Behind the hatred there lies

A plundering desire

For love

O garoto com a dor a seu lado

Por trás do ódio jaz

Um desejo arrebatador

Por amor

E eis que aquelas três semanas tinham se passado dolorosamente no Santuário de Atena. Milo não mais fora visto desde o dia em que se declarara para Camus, não bastassem os esforços dos outros cavaleiros para encontrá-lo. Escorpião simplesmente evaporara. Camus, por outro lado, não mais trocara uma única palavra com ninguém. E os outros faziam um esforço sobre-humano para tentar continuar a vida normalmente, mas não conseguiam.

O que todos de fato desconheciam era que, em seu íntimo, Camus travava uma luta. Pois não mais deixara de pensar em Milo desde a maldita manhã em que o grego o beijara. Maldizia-se por tê-lo tratado daquela forma horrenda, e não mais encarava sua imagem no espelho com o orgulho de outrora. Mas ainda sentia o gosto do vinho barato da boca de Escorpião, embora não tivesse em momento algum correspondido ao beijo roubado.

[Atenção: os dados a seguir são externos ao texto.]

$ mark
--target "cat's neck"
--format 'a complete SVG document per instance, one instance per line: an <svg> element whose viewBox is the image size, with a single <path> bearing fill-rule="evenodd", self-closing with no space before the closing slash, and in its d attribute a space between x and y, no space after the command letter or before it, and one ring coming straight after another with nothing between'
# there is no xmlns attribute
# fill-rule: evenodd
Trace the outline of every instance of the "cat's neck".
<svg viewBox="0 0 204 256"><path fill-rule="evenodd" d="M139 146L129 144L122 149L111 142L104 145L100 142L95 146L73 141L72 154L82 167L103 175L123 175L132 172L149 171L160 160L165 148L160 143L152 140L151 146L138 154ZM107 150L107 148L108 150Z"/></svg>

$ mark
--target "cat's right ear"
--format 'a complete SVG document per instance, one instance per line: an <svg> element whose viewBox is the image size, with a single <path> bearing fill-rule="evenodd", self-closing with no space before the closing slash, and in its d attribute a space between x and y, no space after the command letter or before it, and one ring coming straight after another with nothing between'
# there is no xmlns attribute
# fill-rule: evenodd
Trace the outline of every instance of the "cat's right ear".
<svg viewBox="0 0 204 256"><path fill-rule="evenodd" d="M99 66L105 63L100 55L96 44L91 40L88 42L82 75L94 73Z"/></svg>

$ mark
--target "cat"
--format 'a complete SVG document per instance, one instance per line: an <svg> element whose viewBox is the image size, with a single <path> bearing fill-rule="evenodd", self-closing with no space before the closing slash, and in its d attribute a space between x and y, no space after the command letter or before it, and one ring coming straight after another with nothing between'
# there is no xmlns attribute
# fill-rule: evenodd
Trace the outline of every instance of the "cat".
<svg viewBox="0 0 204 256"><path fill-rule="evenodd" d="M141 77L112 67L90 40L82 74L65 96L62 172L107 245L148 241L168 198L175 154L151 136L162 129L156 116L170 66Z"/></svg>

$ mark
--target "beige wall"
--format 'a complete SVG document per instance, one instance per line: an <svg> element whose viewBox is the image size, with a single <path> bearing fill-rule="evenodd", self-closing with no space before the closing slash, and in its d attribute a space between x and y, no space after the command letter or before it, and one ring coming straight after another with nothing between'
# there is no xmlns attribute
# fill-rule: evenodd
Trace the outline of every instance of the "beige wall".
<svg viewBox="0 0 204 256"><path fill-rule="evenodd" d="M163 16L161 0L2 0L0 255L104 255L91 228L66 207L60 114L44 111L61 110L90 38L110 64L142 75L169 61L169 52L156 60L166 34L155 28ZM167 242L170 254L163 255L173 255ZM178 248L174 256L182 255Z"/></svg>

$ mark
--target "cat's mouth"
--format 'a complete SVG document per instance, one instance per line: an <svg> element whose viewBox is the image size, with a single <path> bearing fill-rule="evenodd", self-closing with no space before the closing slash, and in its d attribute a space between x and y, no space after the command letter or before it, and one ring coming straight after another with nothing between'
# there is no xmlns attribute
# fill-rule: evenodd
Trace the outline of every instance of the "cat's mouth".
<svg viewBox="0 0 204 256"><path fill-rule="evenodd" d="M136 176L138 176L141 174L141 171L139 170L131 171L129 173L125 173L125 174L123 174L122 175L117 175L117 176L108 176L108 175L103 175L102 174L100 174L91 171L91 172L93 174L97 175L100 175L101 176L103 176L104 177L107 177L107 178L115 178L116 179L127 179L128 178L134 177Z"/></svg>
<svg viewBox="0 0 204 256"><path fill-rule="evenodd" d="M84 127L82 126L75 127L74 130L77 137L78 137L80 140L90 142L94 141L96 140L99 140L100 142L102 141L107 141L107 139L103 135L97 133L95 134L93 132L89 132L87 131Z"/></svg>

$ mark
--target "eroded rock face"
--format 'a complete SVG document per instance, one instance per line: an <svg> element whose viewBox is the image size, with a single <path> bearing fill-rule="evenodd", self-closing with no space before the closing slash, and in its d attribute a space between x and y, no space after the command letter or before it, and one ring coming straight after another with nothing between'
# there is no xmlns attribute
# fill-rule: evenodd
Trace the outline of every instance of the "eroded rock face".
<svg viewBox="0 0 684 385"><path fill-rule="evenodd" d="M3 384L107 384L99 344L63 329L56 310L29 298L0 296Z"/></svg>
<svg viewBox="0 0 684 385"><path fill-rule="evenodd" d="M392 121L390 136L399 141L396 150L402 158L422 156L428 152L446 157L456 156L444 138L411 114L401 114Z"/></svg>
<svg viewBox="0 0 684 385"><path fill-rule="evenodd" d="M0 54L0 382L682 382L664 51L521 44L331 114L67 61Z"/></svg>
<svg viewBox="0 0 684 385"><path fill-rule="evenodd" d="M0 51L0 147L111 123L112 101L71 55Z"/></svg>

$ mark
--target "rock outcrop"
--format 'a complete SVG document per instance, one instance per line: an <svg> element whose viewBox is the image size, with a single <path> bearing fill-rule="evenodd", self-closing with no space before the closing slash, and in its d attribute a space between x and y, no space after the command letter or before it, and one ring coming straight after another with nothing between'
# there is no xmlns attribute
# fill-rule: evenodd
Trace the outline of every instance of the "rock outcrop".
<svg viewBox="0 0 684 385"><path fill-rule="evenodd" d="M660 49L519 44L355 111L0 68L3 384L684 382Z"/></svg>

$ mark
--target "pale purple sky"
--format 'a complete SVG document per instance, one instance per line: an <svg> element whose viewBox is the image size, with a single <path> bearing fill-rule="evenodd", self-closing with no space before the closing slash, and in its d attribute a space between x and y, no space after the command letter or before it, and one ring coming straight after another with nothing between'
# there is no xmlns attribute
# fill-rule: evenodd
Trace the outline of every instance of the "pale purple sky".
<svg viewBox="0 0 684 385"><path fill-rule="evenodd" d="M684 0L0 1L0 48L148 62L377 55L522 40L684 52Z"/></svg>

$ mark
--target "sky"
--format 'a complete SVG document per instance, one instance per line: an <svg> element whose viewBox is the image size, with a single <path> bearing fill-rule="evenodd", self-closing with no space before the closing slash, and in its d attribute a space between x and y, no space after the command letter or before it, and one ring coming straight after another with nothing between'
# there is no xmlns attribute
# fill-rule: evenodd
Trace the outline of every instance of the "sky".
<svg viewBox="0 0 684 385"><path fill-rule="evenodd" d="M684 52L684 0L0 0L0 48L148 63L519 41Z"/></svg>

Camus sentia ódio, sim, isto todos sabiam. O que nem desconfiavam era que o ódio era de si mesmo, e não dos outros. Muito menos de Milo.

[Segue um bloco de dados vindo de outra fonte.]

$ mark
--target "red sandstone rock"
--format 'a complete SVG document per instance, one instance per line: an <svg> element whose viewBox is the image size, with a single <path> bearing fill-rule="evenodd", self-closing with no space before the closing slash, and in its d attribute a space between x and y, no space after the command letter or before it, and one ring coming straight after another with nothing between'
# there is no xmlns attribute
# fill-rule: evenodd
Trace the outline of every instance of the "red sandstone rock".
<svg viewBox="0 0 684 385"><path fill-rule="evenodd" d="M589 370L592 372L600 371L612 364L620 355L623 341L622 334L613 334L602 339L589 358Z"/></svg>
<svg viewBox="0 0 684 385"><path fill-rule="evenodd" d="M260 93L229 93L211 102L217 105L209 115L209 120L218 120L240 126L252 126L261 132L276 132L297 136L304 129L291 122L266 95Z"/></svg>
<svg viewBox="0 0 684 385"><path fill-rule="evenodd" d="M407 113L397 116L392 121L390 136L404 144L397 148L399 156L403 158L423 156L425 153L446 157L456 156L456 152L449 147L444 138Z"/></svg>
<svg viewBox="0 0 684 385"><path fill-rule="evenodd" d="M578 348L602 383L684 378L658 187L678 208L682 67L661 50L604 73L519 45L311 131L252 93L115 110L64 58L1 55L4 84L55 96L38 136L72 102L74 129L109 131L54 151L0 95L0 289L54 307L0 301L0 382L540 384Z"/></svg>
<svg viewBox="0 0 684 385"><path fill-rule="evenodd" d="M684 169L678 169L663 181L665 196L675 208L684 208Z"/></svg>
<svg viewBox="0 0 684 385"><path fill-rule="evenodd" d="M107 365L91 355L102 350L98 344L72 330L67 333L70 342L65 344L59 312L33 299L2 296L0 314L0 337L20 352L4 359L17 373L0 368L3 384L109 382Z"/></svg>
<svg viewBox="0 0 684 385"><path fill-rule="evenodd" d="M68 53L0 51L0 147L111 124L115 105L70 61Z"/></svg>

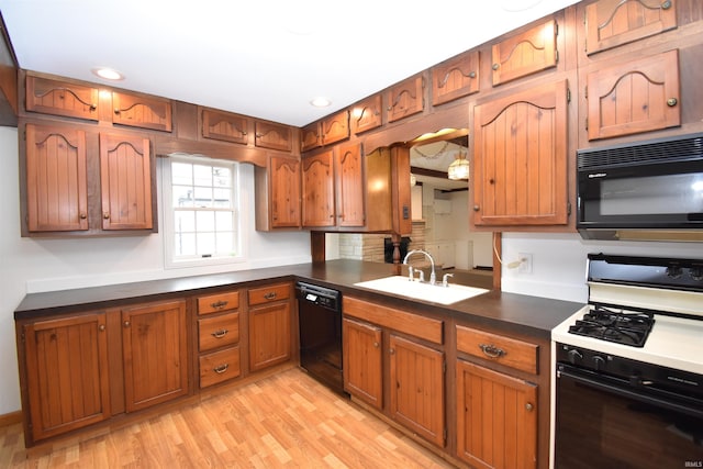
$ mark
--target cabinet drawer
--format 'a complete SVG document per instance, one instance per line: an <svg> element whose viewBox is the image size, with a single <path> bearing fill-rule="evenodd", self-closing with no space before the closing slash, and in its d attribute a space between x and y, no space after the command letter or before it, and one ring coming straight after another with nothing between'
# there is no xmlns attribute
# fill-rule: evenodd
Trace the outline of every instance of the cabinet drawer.
<svg viewBox="0 0 703 469"><path fill-rule="evenodd" d="M270 303L271 301L290 298L290 283L279 283L269 287L253 288L248 292L249 305Z"/></svg>
<svg viewBox="0 0 703 469"><path fill-rule="evenodd" d="M239 342L239 313L198 320L200 351Z"/></svg>
<svg viewBox="0 0 703 469"><path fill-rule="evenodd" d="M205 388L239 376L239 347L200 357L200 387Z"/></svg>
<svg viewBox="0 0 703 469"><path fill-rule="evenodd" d="M239 308L239 292L217 293L198 298L198 314L219 313Z"/></svg>
<svg viewBox="0 0 703 469"><path fill-rule="evenodd" d="M535 344L457 326L457 350L537 375L538 346Z"/></svg>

Camus custava a admitir, mas pegava-se pensando em Milo de uma forma um tanto quanto constrangedora. Lembrava dos treinamentos, das posições de luta em dupla – e nem é necessário dizer que sempre fazia dupla com o grego. O corpo do outro se esfregando em seu corpo. O hálito quente de Escorpião em seu ouvido. As respirações ofegantes, os peitos arfando. As pernas bem torneadas que o prendiam em golpes dos quais não conseguia – ou melhor, não queria – se desvencilhar. Os braços que agarravam seu pescoço numa ânsia, numa fúria que não se saberia explicar. O jeito com que mordia o lábio inferior quando se concentrava. O olhar compenetrado. O abdômen bem definido que se contraía em força tentando subjugá-lo. Tudo isso e muito mais. Corpos esculturais misturados um ao outro sem que se pudesse discernir o que era um e o que era o outro. E assim, num passe de mágica, o que era para ser luta tornava-se sexo. Sexo sem gozo, luta sem vencedor.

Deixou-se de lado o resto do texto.